The first line of defense is authentication. Before you even access RDBMS you must submit sufficient information validated either by RDBMS itself, or by the operating system within which this database is installed. Once the identity is authenticated, you may proceed with the attempt to access the database resources, objects, and data.
Once the user is authenticated and granted access to the database, RDBMS employs a complex, finely grained system of privileges (permissions) for the particular database objects. These privileges include permission to access, modify, destroy, or execute relevant database objects, as well as add, modify, and delete data.
Encryption provides an additional security layer, protecting the data from unauthorized viewing. Even if access to the database is obtained, it will not be easy to decipher encrypted data into a human readable form.

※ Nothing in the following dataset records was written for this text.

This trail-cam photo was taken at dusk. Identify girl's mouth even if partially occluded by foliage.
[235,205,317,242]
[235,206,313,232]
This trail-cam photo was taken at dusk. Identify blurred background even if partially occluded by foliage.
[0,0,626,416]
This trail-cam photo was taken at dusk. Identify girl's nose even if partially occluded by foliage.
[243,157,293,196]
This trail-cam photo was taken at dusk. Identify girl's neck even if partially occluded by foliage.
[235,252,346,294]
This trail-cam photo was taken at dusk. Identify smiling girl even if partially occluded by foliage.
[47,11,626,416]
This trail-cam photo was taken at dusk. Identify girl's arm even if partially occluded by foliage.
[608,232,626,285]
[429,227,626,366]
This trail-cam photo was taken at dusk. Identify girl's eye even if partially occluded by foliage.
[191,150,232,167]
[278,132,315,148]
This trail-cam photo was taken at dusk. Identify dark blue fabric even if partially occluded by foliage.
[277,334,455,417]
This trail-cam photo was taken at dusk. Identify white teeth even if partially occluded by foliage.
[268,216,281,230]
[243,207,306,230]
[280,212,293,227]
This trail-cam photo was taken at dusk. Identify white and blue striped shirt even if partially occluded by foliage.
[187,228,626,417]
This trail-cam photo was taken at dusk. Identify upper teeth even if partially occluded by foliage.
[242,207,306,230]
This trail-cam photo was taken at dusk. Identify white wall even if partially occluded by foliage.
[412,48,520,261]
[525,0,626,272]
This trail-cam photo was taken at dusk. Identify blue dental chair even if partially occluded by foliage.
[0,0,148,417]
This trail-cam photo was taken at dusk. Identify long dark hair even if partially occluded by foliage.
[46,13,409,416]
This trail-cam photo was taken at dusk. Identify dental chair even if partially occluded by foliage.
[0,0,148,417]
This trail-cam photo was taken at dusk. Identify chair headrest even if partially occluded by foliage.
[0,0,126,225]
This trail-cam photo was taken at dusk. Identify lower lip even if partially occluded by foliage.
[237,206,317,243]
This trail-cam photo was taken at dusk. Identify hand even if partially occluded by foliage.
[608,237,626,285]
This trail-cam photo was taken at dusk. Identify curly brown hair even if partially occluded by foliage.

While security is mostly based on authentication and authorization procedures, data integrity plays a certain role in protecting data from unintentional or malicious manipulation. For example, even if a user gains access to the database (by stealing a password, for example), s/he still has to follow relational rules for data manipulation, which, among others, do not allow orphaned records; s/he wont be able to delete records from a parent table without understanding database relationships (though some vendors had implemented the CASCADE feature that instructs RDBMS to remove child records upon deletion of the parent one), won't be able to insert a duplicate a record into a column protected by the UNIQUE constraint, or won't be able to insert invalid data that would violate CHECK constraints.
Auditing provides means to monitor database activity, both legitimate and unauthorized. It preserves the trail of database access attempts — either successful or failed, data deletions and inserts (in case one has to find out what had happened), and so on. It is a necessary component in order to be considered for security certification, discussed later in the chapter.